Body positivity: that is one of many buzzwords of the moment. In a culture that has long profited off of shaming people — especially women — for their bodies, we are now embracing and celebrating bodies of all types.
While this movement got started on social media with smaller influencers and average users, it has gone mainstream in the last few years. Even Victoria’s Secret has ditched the all-waif angels and opted for a more diverse crew.
Love your body. Embrace your “flaws.” Enjoy being in the body that you’re in. These messages are everywhere. But there’s a problem.
What if you both love your body and want to make some changes?
When Body Positivity Goes Sideways
Toxic positivity is real, y’all. And it is invading the body positivity movement.
What started as a way of validating women and giving them space and permission to embrace aspects of themselves that might not be reflected in the mainstream media has in many ways transformed into another way to bully us ladies. Only this time instead of making us feel bad about jiggly thighs and bellies, it makes us feel bad if we aren’t completely in love with absolutely every aspect of our appearance.
Be positive — OR ELSE!
Sometimes body positivity takes a toxic turn. Focus on establishing a healthy relationship with your body, even if that means a little surgical assistance.
This just isn’t realistic. We can love others without loving everything about them. And we can love our bodies and still want to change things.
Take your average mom, for example. Pregnancy and nursing do a number on your body, but the fact that your body is able to grow and nurture a human being is incredible. Many women enter motherhood empowered by what their body is able to do but also unhappy with the way parts of it now look. One does not cancel out the other.
Is a Mommy Makeover Body Positive?
That all depends on how you frame body positivity.
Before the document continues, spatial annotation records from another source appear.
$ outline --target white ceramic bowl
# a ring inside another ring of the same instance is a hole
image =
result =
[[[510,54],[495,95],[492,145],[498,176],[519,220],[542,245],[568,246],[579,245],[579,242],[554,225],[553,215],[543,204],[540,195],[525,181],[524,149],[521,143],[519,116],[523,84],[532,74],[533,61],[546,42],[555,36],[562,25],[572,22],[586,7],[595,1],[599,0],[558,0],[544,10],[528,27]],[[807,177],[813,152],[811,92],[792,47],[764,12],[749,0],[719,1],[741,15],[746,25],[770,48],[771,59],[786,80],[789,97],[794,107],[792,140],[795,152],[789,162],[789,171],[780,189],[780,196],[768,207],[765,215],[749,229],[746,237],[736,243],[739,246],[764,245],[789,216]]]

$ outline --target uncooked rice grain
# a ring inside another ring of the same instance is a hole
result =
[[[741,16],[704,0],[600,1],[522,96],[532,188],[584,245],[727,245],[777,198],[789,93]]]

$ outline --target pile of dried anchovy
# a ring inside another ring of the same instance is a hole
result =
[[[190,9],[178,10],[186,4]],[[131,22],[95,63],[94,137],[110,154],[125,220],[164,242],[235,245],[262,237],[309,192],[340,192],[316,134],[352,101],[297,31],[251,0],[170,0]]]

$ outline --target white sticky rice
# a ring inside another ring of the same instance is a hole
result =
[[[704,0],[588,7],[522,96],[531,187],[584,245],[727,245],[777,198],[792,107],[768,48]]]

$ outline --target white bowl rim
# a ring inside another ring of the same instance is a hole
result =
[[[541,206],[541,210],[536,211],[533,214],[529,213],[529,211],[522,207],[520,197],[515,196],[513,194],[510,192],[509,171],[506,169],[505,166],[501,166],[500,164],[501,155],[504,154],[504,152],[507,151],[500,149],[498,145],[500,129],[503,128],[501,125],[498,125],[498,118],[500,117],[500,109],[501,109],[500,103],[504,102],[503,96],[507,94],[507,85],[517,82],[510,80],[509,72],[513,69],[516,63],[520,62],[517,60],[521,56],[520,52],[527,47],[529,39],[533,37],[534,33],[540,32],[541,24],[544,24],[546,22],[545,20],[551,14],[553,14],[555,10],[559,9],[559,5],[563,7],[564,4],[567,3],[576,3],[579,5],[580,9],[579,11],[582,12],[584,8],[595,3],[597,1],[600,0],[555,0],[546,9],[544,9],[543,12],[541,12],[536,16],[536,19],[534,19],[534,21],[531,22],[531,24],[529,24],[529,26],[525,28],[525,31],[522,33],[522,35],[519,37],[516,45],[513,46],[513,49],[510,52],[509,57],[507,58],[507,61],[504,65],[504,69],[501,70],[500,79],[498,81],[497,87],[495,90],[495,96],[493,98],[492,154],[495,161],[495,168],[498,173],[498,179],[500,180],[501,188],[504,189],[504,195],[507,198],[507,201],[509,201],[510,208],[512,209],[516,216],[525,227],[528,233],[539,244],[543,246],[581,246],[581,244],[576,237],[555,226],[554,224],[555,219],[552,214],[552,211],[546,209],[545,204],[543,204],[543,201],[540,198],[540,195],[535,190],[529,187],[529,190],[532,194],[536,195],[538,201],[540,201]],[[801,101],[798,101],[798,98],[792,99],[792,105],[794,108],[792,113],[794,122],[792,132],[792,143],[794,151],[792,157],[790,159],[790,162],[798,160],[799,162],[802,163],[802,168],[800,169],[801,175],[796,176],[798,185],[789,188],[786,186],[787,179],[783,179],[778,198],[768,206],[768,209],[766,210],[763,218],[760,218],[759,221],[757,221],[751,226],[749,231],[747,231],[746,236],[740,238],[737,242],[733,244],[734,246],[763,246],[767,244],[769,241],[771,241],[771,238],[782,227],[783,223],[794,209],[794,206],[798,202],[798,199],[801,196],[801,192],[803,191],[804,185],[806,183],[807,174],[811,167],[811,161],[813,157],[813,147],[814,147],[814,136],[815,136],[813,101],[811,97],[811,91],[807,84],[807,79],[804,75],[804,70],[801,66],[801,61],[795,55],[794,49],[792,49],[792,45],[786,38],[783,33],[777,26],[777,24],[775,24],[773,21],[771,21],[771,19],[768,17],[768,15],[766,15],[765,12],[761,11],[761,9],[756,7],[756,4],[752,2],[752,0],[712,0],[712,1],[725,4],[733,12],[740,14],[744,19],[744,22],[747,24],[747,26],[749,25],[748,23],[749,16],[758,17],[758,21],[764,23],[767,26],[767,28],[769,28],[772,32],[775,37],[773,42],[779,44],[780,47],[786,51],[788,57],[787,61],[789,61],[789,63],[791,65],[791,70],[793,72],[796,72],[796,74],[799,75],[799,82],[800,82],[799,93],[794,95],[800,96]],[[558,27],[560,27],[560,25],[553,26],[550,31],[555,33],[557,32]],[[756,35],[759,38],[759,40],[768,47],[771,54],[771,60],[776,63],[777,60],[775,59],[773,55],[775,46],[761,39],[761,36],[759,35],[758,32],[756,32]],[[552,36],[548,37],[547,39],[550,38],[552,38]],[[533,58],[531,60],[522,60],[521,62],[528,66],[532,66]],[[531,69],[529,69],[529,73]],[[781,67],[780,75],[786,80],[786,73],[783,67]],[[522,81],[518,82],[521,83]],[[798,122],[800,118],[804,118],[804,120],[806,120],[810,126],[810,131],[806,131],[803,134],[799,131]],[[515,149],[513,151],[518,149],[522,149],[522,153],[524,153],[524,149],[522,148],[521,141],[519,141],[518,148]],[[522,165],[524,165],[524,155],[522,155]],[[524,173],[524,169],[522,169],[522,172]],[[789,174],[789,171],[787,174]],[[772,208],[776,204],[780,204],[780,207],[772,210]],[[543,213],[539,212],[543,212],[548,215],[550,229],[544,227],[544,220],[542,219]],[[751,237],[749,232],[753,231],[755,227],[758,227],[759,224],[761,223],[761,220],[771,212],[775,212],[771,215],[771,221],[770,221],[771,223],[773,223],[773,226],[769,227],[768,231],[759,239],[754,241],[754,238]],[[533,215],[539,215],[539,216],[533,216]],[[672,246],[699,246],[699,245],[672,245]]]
If you look at it as an all or nothing situation, a mommy makeover doesn’t pass the sniff test. But if you look at it as learning to love your body, a mommy makeover is just a tool in your toolbox.
Look at it this way: if someone has depression, you don’t just tell them to get over it and be happy (or at least you don’t if you are a good friend). You encourage them to look into therapies and even medications if needed. Basically, you steer them towards getting the tools they need to manage their depression.
Expecting someone with body insecurities to just think their way out of it isn’t acknowledging the complexity of the issue. They need tools. This can include things like therapy and exercise and lifestyle changes. But you know what else it can include?
Plastic surgeries that actually address the issues they are self-conscious about.
A postpartum mommy makeover can be the “treatment” a woman needs to stop fixating on the parts of herself she doesn’t like and find joy in her body, her life and motherhood. It isn’t selfish or weak, and it doesn’t mean she is setting a bad example. Sometimes, mama has to put herself first.